Many big data activities fail on establishing necessary preconditions for success. For companies the main challenge in applying big data is to ask the right questions. In science the main challenges are the access to data and the collaboration across disciplines.
In search for skills and sharing
Having enough data and proper questions is good, and for many companies it is good enough, but not for all and sure not for more advanced scientific research. In many situations applicants of big data need deep algorithmic knowledge, lots of practical knowhow, and advanced tools. At least, they should understand how they can use techniques from data science to work with data of mixed quality, how they can eliminate bias from data, and how they can focus on the relevant dimensions in high dimensional data spaces. They should know in which cases under which conditions there are tools and experts to help them with these and other challenges. I.e., they should be clearly aware of the potential (and the limitations) of the contemporary algorithmic machinery and include it into their projects whenever needed, possibly through external contributors.
Because the wide range of necessary expertise, in practical settings applied data science often relies on the results of many people/teams. For good reason it is preferably performed jointly by a multidisciplinary team (of teams) combining many different competencies and cultures. This brings us to the potentially biggest challenge of big data, the dramatically growing importance of cross-disciplinary collaboration. In the above example of big data in healthcare research the team (of teams) may include more than half a dozen disciplines from clinical specialists to pure mathematicians. Clinical doctors may thus end up counting Brownian motion paths – or at least they will have to judge on the relevance of the results of such a counting. In such settings, it is critical that the cross-disciplinary collaboration works.
Cross-disciplinary collaboration is always tough. There is ample evidence that collaboration fails if it relies on interfaces. Instead it is necessary that the flow of results among the various disciplinary experts/teams is nurtured by domains of shared knowledge. One very basic technique to establish these domains is to exploit a series of boundary objects.
Anything goes: coaches and change
All the above does not sound like good times for consultants. Managers have to ask their questions themselves, advanced mathematics is needed, and experts have to establish/build domains of shared knowledge – what are then consultants good for?? Well they are needed – urgently needed – as coaches for individuals in big data ventures and as life cycle managers for the boundary objects. Some of them may even ascend to team (of teams) coaches if they are willing to take responsibility for the outcome of big data ventures.
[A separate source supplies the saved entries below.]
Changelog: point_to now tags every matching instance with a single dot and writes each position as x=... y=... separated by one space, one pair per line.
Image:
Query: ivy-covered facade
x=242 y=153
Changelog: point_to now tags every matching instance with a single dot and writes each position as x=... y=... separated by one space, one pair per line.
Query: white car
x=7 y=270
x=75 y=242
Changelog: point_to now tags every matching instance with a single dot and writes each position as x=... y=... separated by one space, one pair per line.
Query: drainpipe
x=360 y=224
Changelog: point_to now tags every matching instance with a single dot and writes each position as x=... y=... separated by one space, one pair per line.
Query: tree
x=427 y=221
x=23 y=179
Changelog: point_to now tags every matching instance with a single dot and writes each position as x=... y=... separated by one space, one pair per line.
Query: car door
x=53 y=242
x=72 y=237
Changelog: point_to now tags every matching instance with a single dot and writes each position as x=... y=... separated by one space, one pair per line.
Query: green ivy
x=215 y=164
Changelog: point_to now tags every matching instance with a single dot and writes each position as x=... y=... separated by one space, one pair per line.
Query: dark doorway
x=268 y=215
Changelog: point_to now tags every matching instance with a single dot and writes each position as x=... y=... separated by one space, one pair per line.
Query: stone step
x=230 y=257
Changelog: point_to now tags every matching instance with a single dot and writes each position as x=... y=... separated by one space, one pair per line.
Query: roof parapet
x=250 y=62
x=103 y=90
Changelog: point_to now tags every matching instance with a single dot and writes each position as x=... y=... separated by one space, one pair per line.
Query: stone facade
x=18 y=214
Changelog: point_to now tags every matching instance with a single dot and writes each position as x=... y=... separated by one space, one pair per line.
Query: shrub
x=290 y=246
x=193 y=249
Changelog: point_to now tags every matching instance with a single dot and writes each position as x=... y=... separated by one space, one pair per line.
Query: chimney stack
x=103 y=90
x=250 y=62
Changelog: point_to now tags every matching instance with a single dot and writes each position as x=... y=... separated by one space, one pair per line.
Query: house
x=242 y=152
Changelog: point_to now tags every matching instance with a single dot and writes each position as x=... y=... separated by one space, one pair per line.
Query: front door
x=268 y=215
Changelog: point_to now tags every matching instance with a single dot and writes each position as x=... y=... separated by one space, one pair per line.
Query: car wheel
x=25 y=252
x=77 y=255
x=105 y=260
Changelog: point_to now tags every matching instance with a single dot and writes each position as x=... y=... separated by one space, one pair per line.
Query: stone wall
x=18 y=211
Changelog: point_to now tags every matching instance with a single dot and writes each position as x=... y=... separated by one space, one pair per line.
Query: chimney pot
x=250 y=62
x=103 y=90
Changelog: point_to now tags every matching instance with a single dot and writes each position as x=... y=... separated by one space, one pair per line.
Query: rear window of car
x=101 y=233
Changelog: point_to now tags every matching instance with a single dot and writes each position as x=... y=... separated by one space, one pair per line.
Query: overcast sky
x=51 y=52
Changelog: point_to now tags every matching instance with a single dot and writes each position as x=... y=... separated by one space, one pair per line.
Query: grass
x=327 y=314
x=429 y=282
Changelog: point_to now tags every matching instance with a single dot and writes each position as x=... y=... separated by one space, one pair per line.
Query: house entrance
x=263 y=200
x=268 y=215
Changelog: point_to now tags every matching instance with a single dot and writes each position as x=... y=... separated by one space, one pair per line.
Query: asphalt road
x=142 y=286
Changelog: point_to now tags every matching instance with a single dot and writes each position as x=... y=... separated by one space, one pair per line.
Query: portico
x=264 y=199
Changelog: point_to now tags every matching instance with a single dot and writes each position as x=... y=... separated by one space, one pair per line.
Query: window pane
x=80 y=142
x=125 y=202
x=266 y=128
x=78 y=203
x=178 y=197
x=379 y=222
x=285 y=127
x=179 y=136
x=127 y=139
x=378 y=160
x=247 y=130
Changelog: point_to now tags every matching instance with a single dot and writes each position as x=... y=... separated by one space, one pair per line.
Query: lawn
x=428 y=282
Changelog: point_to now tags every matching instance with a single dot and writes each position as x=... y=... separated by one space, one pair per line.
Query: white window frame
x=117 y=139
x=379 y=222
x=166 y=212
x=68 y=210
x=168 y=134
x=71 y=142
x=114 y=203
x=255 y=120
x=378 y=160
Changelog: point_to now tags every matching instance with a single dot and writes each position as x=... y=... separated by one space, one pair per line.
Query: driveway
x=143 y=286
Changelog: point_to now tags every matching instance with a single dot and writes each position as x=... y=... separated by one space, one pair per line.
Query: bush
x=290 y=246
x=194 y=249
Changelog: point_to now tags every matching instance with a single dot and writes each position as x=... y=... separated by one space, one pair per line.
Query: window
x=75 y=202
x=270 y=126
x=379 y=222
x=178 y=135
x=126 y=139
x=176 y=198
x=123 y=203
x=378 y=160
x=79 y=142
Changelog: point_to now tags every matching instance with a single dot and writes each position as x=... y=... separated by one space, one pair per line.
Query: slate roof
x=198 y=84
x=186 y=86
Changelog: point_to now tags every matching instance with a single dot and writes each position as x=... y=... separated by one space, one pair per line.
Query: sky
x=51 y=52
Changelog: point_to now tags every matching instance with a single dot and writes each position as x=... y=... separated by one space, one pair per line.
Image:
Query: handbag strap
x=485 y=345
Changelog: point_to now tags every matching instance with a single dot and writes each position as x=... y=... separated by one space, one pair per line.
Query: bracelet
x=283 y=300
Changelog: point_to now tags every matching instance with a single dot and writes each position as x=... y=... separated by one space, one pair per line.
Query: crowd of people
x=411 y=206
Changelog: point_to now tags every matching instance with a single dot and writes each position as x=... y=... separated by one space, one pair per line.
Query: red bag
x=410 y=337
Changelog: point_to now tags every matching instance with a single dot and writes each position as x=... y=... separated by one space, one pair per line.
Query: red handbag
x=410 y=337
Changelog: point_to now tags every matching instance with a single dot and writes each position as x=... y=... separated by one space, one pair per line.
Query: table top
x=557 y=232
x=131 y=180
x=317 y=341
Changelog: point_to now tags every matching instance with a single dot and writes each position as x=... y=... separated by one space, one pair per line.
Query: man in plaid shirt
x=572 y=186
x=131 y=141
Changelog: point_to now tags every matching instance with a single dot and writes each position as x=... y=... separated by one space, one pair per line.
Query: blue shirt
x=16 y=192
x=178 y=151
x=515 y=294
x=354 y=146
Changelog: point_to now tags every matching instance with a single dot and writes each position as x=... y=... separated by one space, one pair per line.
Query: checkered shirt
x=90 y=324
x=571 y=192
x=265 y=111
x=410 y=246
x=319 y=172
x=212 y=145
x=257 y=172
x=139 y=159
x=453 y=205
We do need team coaches that combine an integrative understanding of many disciplines in renaissance style with contemporary high performance leadership qualities as we know them from sports teams, or music ensembles, respectively.
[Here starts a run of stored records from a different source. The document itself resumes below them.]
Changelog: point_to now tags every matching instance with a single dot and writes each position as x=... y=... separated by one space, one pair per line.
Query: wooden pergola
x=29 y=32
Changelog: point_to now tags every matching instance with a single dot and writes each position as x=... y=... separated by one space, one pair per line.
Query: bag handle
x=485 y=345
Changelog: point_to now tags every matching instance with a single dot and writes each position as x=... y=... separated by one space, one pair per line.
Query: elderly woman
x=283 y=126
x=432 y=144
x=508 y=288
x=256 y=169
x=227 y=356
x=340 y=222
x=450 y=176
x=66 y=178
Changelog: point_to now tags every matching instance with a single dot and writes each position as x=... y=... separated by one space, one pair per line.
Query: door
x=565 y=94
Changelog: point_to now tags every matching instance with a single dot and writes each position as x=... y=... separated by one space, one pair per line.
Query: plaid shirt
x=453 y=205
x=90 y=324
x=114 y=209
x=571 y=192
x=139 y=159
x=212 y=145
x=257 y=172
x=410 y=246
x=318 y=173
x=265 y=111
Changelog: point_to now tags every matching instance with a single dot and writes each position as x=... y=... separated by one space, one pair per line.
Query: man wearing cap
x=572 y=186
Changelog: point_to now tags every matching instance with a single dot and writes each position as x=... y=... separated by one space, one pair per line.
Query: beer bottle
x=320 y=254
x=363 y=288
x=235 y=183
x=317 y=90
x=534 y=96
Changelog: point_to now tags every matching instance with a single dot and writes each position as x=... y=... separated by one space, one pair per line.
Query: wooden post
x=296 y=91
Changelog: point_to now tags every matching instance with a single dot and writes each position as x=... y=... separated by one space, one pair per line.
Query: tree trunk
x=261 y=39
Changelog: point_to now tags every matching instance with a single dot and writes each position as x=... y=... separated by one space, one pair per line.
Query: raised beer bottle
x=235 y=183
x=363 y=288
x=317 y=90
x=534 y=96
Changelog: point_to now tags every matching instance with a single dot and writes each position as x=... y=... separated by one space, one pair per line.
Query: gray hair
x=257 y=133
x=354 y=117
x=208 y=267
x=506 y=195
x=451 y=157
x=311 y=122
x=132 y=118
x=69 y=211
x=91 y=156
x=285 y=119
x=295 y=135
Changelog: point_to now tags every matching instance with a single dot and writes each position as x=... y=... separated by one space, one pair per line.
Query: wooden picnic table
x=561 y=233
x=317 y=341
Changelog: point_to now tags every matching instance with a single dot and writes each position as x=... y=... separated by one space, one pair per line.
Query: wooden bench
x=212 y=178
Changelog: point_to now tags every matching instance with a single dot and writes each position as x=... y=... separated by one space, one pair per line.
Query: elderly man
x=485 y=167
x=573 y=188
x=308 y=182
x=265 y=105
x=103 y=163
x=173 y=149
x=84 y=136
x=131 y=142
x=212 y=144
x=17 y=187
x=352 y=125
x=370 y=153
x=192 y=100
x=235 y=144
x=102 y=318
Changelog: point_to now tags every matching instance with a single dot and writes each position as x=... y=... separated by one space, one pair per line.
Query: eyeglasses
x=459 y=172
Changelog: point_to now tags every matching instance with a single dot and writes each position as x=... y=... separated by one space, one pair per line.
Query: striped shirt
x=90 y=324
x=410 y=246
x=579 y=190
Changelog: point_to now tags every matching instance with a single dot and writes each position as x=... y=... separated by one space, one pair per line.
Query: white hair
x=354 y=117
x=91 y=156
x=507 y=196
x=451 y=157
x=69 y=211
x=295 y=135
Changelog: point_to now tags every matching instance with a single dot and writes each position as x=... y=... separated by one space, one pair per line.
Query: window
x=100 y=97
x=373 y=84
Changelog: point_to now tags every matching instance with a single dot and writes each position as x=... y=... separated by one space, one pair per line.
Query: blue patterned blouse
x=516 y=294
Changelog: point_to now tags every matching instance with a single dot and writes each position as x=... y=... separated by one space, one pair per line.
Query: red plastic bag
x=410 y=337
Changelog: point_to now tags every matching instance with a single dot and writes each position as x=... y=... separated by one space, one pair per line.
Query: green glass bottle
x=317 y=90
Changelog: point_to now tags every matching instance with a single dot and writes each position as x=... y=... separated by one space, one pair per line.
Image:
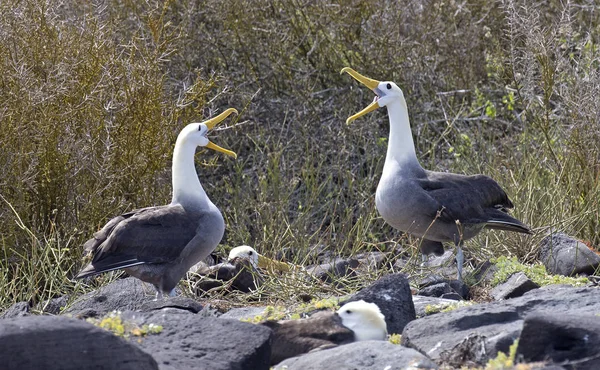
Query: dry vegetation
x=92 y=97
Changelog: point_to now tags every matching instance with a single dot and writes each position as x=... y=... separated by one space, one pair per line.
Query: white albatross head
x=245 y=252
x=364 y=319
x=196 y=133
x=386 y=93
x=256 y=259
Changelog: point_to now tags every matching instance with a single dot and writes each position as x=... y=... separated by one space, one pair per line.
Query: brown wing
x=147 y=235
x=465 y=198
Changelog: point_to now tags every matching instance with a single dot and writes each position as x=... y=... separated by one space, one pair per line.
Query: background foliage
x=92 y=96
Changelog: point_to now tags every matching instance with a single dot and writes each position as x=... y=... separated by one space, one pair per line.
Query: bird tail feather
x=106 y=266
x=508 y=226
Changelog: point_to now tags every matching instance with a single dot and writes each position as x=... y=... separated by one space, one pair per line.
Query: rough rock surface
x=567 y=340
x=436 y=290
x=566 y=256
x=296 y=337
x=516 y=285
x=367 y=355
x=422 y=302
x=53 y=306
x=53 y=342
x=393 y=296
x=123 y=294
x=189 y=341
x=19 y=309
x=442 y=335
x=181 y=303
x=242 y=313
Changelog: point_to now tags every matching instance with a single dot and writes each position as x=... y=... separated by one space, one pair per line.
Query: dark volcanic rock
x=18 y=309
x=123 y=294
x=437 y=304
x=516 y=285
x=244 y=313
x=61 y=343
x=437 y=286
x=189 y=341
x=435 y=290
x=53 y=306
x=564 y=255
x=392 y=294
x=295 y=337
x=373 y=260
x=452 y=295
x=181 y=303
x=572 y=339
x=499 y=323
x=484 y=273
x=367 y=355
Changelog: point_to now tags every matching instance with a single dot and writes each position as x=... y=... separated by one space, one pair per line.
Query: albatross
x=256 y=259
x=159 y=244
x=353 y=322
x=437 y=207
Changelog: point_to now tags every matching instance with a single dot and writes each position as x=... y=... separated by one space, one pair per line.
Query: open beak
x=368 y=82
x=272 y=265
x=215 y=121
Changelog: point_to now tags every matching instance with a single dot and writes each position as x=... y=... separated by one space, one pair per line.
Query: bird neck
x=401 y=148
x=187 y=189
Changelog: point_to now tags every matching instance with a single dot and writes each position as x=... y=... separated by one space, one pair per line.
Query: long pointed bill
x=214 y=146
x=368 y=109
x=368 y=82
x=216 y=120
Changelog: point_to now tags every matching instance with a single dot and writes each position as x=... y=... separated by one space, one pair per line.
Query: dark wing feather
x=465 y=198
x=147 y=235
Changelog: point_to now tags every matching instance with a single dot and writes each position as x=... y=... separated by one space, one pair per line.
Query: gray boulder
x=570 y=340
x=516 y=285
x=367 y=355
x=120 y=295
x=189 y=341
x=447 y=335
x=566 y=256
x=61 y=343
x=393 y=296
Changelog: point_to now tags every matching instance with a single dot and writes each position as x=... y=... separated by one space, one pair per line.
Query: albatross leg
x=460 y=260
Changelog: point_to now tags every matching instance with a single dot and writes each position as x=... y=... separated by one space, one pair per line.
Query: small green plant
x=536 y=272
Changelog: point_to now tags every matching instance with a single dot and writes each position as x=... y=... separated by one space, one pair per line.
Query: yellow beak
x=368 y=82
x=212 y=123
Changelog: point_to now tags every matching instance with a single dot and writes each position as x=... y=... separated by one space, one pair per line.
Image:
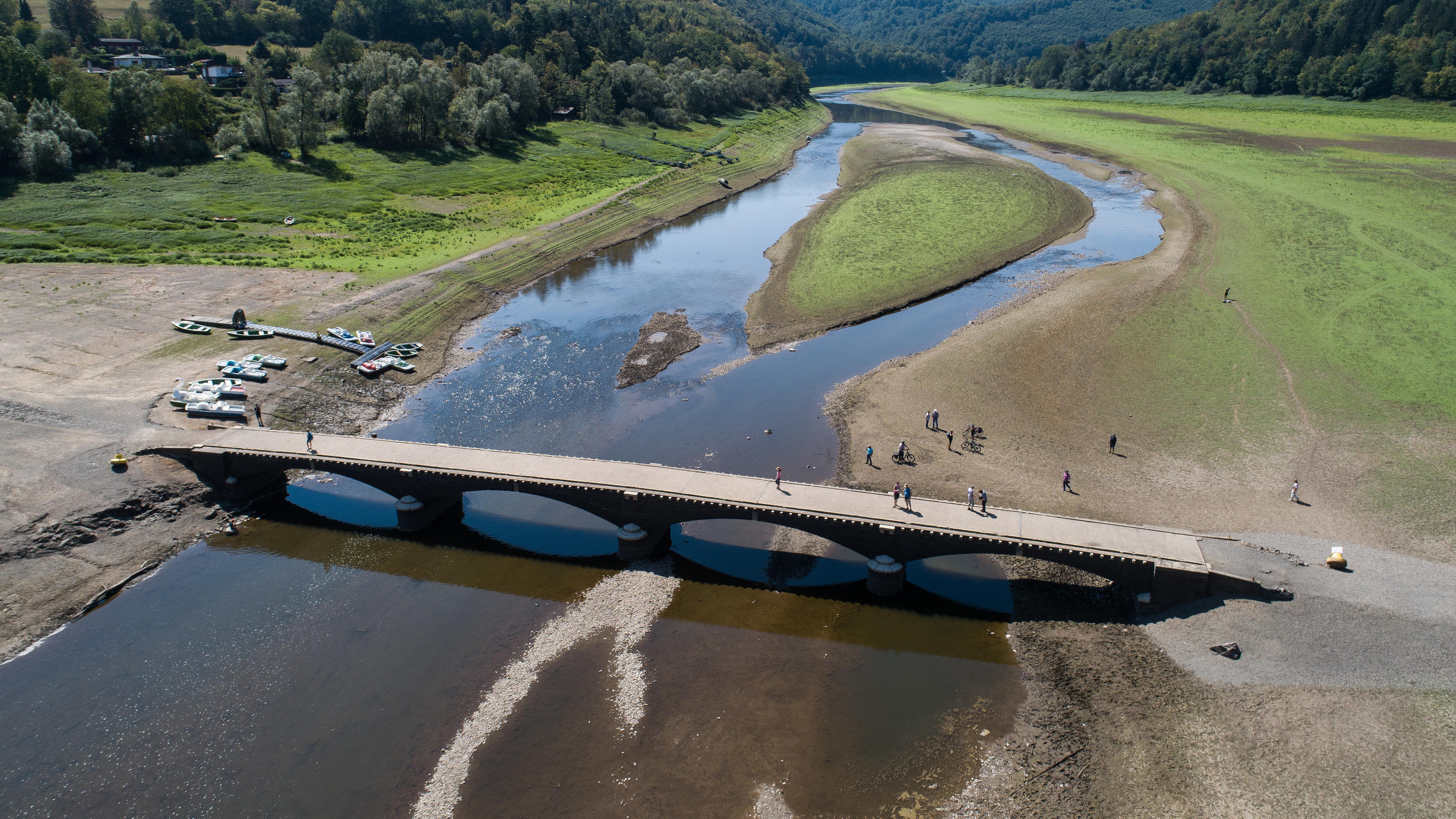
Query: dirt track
x=1343 y=703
Beyond buzzwords and sales speeches big data is big mess that needs artistic inspiration. It is like going down the bullshit creek without a paddle in order to compose a piece of music. This image does not make sense to you? Well, the same holds for many big data ventures – but in some of them the image does make sense. When big data becomes a tool to save a human life, the discussion about hype or not loses its meaning. It then becomes clear that we need both(!) knowledge and knowhow and that an excellent scientific education is very helpful for orientation purposes.
Big data truly is anything goes in the sense of Paul Feyerabend. That means, that projects have to fit their methods to the case and probably adapt during runtime. Of course, scientifically speaking, that is forbidden in many disciplines – and it is exactly this “crime” against scientific rules which provides the true thrill of big data projects. The greatest of them courageously leave established disciplinary grounds to discover new land. However, if they move too far away from known grounds, they may also drown in the sea of their own, data generated fictions. The list of childish confessions of faith in data science is already a long one indeed.
There all kinds of big data projects pursuing very different tasks – from very trivial to absolutely impossible ones. But for the more challenging of them, the inequality in the title holds: Big Data ≧ Data + Questions + Algorithmic Knowledge + Commitment + Collaboration. Thereby “≧” should be read as “is more than just”, the difference being a great idea, good luck, and further ingredients (like a broad scientific education). Great ideas and luck cannot be enforced. The better you know a domain, the more likely is that you understand meaning and relevance of a new idea (and thus can exploit it), but the less likely is that you have one that is really new. So a proper mix of expertise and talents and a true commitment to collaboration remain the bottom line of big success with big data.